Grammar and Mechanics

In the media of my country we have been hearing a lot about all the variants of the verb recover.  It’s used in conjugations, in the infinitive form, or in substantive form.  We will recover all idle agricultural lands, we are struggling to recover our construction and housing capacity, we impose the recovery of the quality of education, we should recover the ethics of the gastronomic and service sectors.

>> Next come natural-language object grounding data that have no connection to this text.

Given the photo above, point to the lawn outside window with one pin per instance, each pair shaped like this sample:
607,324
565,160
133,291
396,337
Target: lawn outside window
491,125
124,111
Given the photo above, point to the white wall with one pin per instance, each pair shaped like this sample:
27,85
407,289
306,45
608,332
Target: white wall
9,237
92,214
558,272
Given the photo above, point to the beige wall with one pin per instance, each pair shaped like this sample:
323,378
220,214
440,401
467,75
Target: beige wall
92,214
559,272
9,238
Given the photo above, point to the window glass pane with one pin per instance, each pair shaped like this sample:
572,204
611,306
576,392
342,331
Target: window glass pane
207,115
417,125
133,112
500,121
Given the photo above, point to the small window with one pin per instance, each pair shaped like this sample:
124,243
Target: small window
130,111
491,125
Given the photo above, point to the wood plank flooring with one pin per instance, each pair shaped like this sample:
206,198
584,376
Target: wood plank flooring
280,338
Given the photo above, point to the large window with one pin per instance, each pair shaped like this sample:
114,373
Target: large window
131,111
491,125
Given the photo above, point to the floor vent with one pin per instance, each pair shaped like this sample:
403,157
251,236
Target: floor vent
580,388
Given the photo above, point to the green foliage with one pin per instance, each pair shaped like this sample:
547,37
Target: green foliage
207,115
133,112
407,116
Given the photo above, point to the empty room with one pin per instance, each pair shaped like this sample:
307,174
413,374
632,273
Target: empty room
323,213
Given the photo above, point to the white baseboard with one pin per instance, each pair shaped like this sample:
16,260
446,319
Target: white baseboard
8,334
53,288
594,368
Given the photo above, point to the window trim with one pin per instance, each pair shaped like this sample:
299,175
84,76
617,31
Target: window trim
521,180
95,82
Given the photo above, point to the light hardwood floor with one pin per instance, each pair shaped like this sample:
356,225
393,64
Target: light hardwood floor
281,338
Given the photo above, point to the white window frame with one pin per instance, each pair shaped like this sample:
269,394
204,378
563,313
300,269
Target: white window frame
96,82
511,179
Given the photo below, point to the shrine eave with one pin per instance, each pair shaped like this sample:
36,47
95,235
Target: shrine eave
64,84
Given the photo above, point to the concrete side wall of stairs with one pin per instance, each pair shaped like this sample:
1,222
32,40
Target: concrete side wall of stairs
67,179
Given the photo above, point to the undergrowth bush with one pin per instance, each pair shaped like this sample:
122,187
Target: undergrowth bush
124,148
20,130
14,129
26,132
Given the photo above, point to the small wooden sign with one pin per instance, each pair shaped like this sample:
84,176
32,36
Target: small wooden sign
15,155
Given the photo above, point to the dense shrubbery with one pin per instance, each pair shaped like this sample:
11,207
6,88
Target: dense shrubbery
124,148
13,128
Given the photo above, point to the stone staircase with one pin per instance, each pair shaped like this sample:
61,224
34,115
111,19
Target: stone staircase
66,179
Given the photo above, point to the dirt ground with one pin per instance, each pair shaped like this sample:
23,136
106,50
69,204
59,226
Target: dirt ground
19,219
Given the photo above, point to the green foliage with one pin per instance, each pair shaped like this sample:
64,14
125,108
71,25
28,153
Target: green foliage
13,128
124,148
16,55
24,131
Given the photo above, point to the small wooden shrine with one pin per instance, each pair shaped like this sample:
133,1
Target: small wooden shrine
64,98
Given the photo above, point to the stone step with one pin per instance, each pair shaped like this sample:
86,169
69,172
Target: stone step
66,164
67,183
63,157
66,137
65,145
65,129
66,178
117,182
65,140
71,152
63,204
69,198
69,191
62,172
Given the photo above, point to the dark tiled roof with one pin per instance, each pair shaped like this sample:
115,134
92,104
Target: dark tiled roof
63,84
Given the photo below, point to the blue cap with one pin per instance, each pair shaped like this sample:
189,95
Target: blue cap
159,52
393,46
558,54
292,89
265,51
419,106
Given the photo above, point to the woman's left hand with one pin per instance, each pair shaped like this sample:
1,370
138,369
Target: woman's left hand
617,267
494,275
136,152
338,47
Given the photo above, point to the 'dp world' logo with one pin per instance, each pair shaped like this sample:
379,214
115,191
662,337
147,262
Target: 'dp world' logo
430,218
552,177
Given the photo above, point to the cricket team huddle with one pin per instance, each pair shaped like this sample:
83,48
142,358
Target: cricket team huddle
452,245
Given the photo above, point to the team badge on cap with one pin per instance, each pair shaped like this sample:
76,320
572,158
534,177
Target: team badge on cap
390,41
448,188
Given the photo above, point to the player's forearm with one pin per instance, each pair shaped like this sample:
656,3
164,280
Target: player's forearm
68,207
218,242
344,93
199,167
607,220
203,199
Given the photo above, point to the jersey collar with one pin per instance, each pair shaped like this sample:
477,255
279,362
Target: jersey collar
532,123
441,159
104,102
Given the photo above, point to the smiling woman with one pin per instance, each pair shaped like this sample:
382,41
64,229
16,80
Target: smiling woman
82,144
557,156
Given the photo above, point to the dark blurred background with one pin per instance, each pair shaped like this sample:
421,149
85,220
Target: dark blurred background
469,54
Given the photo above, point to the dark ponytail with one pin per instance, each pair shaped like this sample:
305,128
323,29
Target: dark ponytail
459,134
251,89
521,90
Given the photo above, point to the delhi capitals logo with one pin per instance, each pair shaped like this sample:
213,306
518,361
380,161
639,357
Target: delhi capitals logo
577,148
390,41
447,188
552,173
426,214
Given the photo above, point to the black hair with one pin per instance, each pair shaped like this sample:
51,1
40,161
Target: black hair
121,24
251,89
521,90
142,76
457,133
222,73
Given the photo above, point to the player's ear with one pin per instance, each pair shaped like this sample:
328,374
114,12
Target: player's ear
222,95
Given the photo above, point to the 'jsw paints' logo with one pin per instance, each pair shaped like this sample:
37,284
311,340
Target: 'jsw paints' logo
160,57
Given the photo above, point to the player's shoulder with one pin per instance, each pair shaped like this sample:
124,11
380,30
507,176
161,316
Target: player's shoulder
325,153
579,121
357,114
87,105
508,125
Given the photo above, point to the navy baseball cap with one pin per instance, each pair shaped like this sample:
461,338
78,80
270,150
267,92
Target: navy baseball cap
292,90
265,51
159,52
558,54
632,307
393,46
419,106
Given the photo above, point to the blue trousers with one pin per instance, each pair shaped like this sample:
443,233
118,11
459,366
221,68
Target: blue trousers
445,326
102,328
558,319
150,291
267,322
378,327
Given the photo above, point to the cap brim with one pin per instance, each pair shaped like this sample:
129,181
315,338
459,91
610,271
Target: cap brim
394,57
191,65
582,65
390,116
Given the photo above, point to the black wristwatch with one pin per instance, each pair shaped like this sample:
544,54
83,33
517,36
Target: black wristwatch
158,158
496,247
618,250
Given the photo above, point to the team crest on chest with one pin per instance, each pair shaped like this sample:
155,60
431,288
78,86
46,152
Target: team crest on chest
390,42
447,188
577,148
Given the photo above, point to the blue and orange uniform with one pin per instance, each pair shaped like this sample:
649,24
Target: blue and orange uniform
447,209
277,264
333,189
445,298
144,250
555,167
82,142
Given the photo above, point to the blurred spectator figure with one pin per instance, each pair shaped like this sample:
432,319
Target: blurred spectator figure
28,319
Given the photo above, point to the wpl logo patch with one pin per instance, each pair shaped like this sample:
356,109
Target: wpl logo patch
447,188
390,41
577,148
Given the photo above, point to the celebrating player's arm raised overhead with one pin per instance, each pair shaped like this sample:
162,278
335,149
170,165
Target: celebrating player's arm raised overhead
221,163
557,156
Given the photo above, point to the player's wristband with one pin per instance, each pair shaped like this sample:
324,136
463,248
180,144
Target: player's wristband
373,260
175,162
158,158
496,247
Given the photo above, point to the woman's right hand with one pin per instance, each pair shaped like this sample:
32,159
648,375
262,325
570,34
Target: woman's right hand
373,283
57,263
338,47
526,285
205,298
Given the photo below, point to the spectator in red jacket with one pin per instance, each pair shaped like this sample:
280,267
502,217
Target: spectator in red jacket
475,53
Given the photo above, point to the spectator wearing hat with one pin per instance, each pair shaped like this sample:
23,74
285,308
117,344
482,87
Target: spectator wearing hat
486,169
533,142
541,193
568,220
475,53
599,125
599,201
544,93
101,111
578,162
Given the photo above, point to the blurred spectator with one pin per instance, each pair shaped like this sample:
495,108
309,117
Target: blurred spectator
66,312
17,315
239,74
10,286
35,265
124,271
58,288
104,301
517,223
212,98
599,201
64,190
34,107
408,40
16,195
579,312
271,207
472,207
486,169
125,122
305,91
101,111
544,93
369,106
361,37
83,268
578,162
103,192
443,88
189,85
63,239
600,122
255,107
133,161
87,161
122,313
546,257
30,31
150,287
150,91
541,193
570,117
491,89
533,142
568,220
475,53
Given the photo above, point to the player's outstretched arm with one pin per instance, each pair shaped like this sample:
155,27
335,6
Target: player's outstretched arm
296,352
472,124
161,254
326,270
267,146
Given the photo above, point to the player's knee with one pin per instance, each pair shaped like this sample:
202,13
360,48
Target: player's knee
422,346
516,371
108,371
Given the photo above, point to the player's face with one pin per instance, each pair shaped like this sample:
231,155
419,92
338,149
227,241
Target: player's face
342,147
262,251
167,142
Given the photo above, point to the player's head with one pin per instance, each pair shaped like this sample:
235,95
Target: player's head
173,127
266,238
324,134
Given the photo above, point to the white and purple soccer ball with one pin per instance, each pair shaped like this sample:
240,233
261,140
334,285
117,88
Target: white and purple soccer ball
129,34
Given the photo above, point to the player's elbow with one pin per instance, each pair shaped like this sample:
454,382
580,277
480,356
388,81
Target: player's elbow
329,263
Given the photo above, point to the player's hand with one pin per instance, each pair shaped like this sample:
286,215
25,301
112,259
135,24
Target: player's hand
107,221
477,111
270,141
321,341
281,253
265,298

That is all very well, but I ask myself if those journalists who engage in the usage of that vocabulary end up waking up after a dream, or maybe they just got to this country and do not know about its lamentable state and are looking in all the wrong places.

It is perceived that the orientation is centered on giving an image of optimism and of creative initiative like the productive achievements of a yoke to a poor old cow which no longer provides milk to a good ox.

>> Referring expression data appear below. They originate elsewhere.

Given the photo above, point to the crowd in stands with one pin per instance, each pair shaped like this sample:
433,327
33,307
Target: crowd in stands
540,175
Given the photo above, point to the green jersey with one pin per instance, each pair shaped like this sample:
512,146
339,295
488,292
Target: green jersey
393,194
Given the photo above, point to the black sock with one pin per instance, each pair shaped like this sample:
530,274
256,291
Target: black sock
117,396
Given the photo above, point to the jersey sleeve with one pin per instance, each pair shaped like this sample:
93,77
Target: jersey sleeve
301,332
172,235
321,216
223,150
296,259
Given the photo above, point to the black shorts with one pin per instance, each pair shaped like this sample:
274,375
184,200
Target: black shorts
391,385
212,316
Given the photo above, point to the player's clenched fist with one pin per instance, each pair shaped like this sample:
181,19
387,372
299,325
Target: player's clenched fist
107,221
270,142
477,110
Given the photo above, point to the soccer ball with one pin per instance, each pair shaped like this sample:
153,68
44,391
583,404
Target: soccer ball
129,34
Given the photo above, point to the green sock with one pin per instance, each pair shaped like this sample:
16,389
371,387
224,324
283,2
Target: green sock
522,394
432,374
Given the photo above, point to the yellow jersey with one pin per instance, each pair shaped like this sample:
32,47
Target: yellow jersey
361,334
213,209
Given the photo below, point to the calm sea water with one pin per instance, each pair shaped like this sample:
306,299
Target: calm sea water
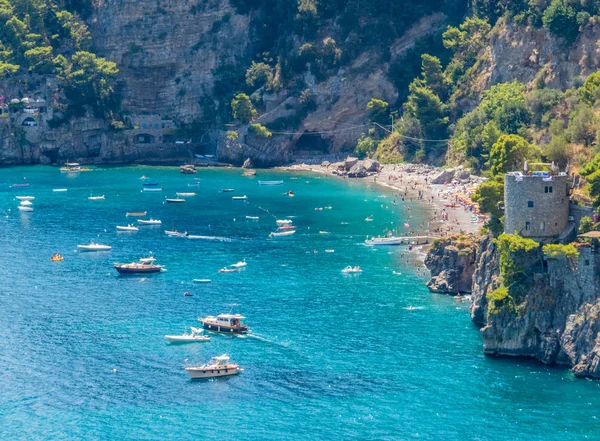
331,356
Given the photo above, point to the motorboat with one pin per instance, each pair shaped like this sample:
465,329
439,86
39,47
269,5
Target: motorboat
193,337
226,323
149,221
138,268
389,240
93,246
129,227
352,270
56,257
176,233
228,270
282,233
217,367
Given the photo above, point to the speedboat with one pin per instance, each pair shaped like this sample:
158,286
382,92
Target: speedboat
194,336
176,233
149,221
216,367
226,323
282,233
390,240
129,227
352,270
138,268
93,246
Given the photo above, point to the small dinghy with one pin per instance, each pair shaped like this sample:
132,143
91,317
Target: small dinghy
93,246
128,227
149,221
193,337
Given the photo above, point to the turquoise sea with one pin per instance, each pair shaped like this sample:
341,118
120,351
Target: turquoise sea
82,353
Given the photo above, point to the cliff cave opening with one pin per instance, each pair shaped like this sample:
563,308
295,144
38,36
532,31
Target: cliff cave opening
312,143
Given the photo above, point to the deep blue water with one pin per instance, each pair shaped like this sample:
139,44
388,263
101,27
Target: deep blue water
331,356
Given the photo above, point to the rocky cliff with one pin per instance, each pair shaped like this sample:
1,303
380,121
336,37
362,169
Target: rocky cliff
552,316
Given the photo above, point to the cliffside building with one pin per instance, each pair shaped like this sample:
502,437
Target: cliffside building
536,205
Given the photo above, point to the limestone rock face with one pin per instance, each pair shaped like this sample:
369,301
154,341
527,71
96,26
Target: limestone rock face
451,262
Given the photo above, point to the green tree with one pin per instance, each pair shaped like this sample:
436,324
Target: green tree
259,74
509,153
242,108
560,18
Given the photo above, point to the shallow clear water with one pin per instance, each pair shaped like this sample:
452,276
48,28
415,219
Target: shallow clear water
331,356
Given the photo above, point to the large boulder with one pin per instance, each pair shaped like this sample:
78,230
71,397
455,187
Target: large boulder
371,165
358,171
443,177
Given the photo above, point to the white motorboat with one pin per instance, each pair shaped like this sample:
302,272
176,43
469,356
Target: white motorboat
216,367
282,233
193,337
93,246
149,221
389,240
352,270
129,227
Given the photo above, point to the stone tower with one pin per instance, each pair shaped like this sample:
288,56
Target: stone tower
536,206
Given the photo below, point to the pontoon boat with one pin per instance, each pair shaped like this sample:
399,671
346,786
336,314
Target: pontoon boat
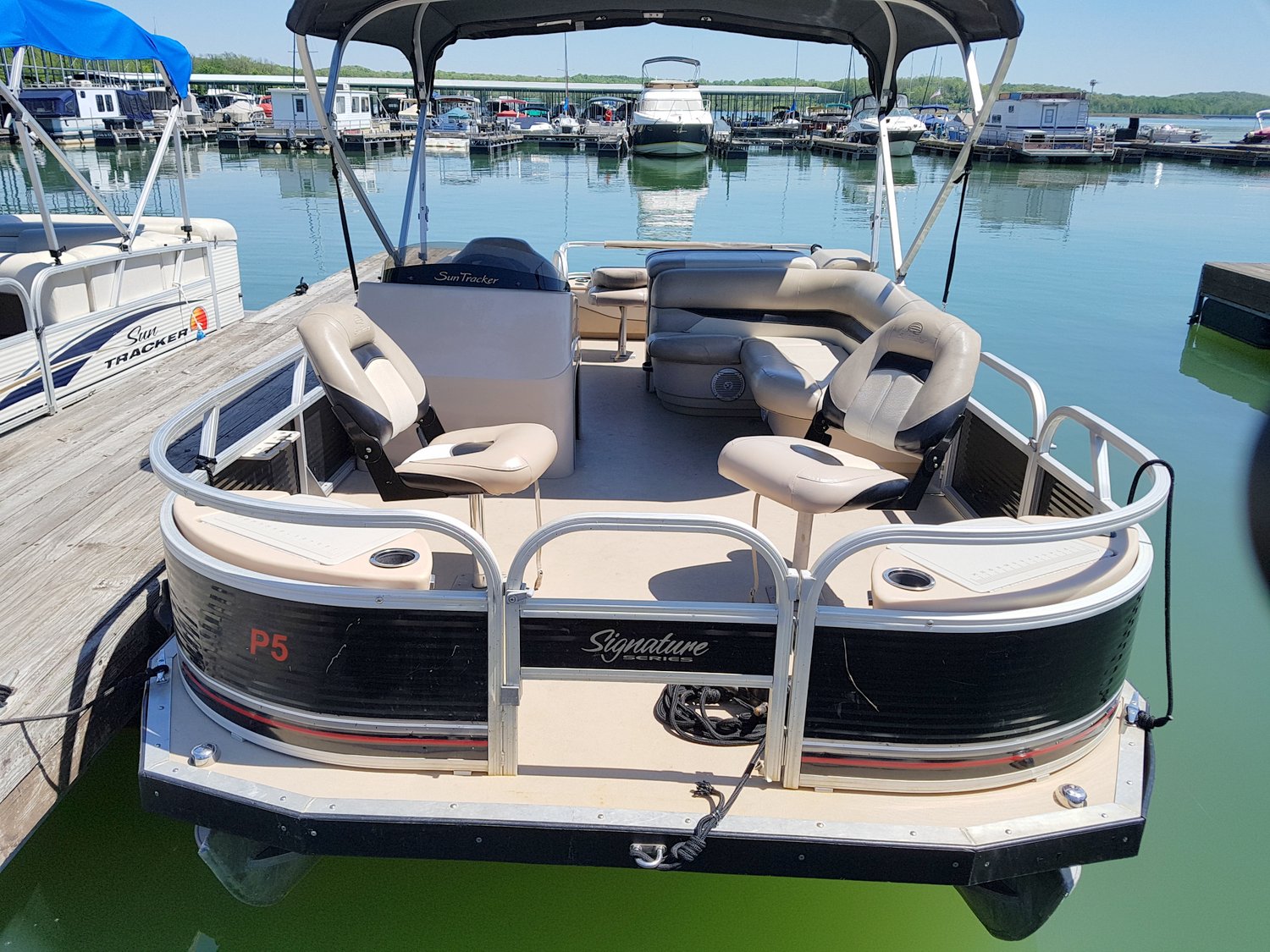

I don’t know, I don’t feel infected by the enthusiasm of the media which I have at my disposal.  I make more of a connection with a comparison which was made for me during the days of the investigation which led to the post Theatrical May.  A mechanic I was talking to simply summed it up: When the motor of a car breaks down, you repair it; if it’s the carburetor or the spark-plug, same thing;  if the car rusts, there is always the body shop. But if you have that all at the same time, and in addition need to add new tires, fix the transmission, seal the seats, and change the wipers, then it’s irrecoverable.

Translated by Raul G.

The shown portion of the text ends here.